3. [**Synchronously with optional result dataframe**](#execute_sql) - submit, wait (until the query is completed), and return a tuple (data, job_id), where data is the optional result dataframe: `execute_sql()`  (`run()` when using *sql_magic*)

The last option is useful to help avoiding Python runtime memory overload. Another alternative to deal with big result sets is to paginate the result i.e. use the `pagesize` option, for details see [**paginated result**](#paginated). 

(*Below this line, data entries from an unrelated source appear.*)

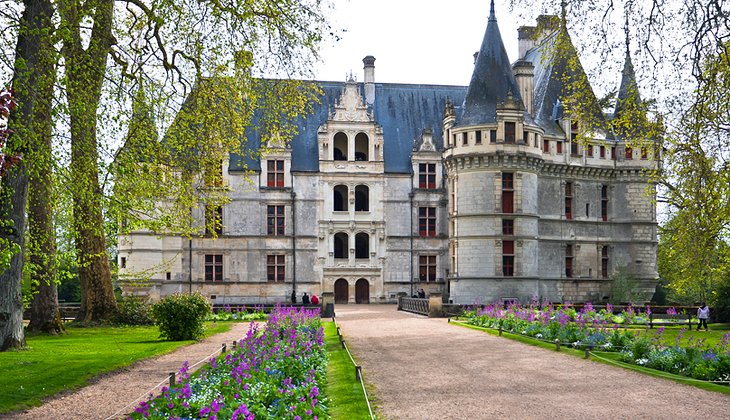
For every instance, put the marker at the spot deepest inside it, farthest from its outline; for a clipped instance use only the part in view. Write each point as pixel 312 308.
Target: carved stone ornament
pixel 351 106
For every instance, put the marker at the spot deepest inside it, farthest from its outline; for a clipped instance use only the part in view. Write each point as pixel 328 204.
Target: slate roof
pixel 491 80
pixel 402 110
pixel 628 90
pixel 548 85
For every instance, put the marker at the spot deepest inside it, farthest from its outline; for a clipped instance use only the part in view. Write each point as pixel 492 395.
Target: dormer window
pixel 509 133
pixel 340 150
pixel 362 147
pixel 427 176
pixel 275 173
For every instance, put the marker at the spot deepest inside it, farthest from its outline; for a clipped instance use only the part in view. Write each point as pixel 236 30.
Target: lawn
pixel 347 400
pixel 670 334
pixel 52 364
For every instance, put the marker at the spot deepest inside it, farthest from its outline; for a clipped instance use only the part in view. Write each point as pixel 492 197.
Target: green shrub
pixel 133 310
pixel 181 316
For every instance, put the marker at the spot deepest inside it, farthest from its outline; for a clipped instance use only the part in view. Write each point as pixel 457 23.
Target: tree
pixel 30 79
pixel 194 44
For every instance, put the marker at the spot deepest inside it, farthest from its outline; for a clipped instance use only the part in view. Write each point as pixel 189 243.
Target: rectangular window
pixel 275 222
pixel 507 192
pixel 275 268
pixel 427 268
pixel 569 200
pixel 508 258
pixel 574 148
pixel 214 267
pixel 275 173
pixel 427 176
pixel 214 174
pixel 509 132
pixel 569 261
pixel 213 220
pixel 508 227
pixel 427 221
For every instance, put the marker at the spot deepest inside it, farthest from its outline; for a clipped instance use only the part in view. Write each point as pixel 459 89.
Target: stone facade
pixel 394 192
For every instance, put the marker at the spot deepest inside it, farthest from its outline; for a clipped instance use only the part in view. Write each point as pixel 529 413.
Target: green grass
pixel 52 364
pixel 613 358
pixel 347 400
pixel 712 337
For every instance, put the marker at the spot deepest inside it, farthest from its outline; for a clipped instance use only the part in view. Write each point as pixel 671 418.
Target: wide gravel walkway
pixel 114 392
pixel 427 369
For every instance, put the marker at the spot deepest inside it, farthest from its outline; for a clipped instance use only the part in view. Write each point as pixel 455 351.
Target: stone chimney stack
pixel 527 38
pixel 369 69
pixel 524 72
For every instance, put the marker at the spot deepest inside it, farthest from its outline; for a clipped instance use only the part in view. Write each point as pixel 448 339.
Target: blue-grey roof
pixel 552 69
pixel 491 80
pixel 628 90
pixel 402 110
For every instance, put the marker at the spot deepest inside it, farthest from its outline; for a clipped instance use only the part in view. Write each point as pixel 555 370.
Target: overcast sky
pixel 413 41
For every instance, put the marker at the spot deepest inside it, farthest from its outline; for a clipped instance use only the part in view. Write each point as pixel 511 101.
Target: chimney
pixel 527 38
pixel 369 69
pixel 524 72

A Data Engine instance with free Lite plan can process one query at a time. A standard plan instance can by default process 5 concurrent queries, which can be increased via support ticket. When the maximum has been reached the Python SDK will retry (with progressive backup timing) as many times as has been specified in the **max_tries** when initializing the client.

## <a id="synchronous"></a> 5.1 Synchronous Execution() 

This method provides a synchronous SQL execution mechanism. In the subsequent cell the above SQL statement is submitted. The method waits for the excution to be finish. The queried data are returned synchronously as a dataframe. 

In [None]:
result_df = sqlClient.run_sql(sql)
if isinstance(result_df, str):
    print(result_df)

In [None]:
result_df.head(10)

In the subsequent call you see how easy it can be to visualize your result. 

In [None]:
ax = result_df.FirstName.value_counts().plot(kind='bar', title="Orders per Employee")
ax.set_xlabel("First Name")
ax.set_ylabel("Order Count");

## <a id="lowlevel"></a> 5.2 Asynchronous Execution

In the subsequent cell the earlier created SQL statement is submitted. The method returns right away without waiting for the completion of the job execution. 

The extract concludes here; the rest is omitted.